В результате всех этих сложных действий получалось ни с чем не сравнимое удовольствие, которое удавалось растянуть минут на двадцать-тридцать, после чего приходила вкрадчивая сонливость. Добытая еда заканчивалась, строчки в книге начинали расплываться и путаться, бороться с этим не получалось, и рука тянулась к выключателю. Как же сладостно было после таких приключений наконец улечься и отдаться сну.
Единственное, что мешало лёгкому и невесомому растворению в объятиях морфея, – э то только и исключительно крошки, которые непременно, несмотря на все старания, попадали на простыню и, невидимые глазу, чувствительно ощущались кожей. Колючие, твёрдые крошки. Нужно было, конечно, снова включить свет, встать с кровати и всё хорошенько с простыни стряхнуть и сдуть. Но сил уже никаких не оставалось. Сон действовал сильнее, чем покалывание и зуд от крошек.

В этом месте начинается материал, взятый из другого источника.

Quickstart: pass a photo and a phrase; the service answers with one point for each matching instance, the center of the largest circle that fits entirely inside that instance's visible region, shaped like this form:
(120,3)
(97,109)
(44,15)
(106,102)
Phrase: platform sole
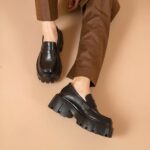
(67,109)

«Ничего, – мысленно обещал себе я, – утром проснусь и первым делом всё стряхну и соберу… Никто не заметит…»
Утреннее пробуждение, конечно, случалось мучительно неожиданным и кошмарно несвоевременным. Ничего не соображая и страдая от электрического света, я шёл умываться, а когда возвращался из ванной комнаты в свою, заставал там маму.
– Опять кусочничал ночью? – разоблачительно спрашивала она.
– Нет, конечно! Я спал, – возмущённым тоном врал я.
– А крошек полная кровать почему? – слегка склонив голову вправо, говорила мама. – И книга под кроватью зачем?
Ни разу у меня не получилось в школьные и первый студенческий год до службы понаслаждаться едой в постели и не быть выведенным на чистую воду. И когда гостил у бабушки, тоже не удавалось. Бабушка и мама всегда обнаруживали следы моих пиршеств. Крошки были самыми явными уликами, от которых мне ни разу не удалось полностью избавиться.
И даже теперь, даже не дома, находясь в рабочей поездке и проживая в гостинице… Если не спится мне ночью, если есть хорошая книга или захватывающее кино и нападает неукротимый голод… Я тащу бутерброды или какую-то другую гостиничную снедь в постель, чтобы насладиться её поеданием в мягком логове из подушки и одеяла… Я непременно ощущаю, что нарушаю запрет, делаю что-то недозволенное, что я виноват. А закончив преступную свою трапезу, обязательно вытряхиваю из одеяла и смахиваю с простыни крошки или делаю это с утра, если сон не позволил совершить устранение следов ночью.
Я, конечно, понимаю, что горничной всё равно, что ей и в голову не придёт пожаловаться на меня администрации гостиницы и никто мне не сделает замечания. Максимум, горничная может подумать про постояльца, что его дурно воспитывали в детстве и не приучили к тому, что крошить в постели недопустимо… Но что мне до этого?.. Даже если я заляпаю кетчупом наволочку, постельное бельё просто заменят, да и всё.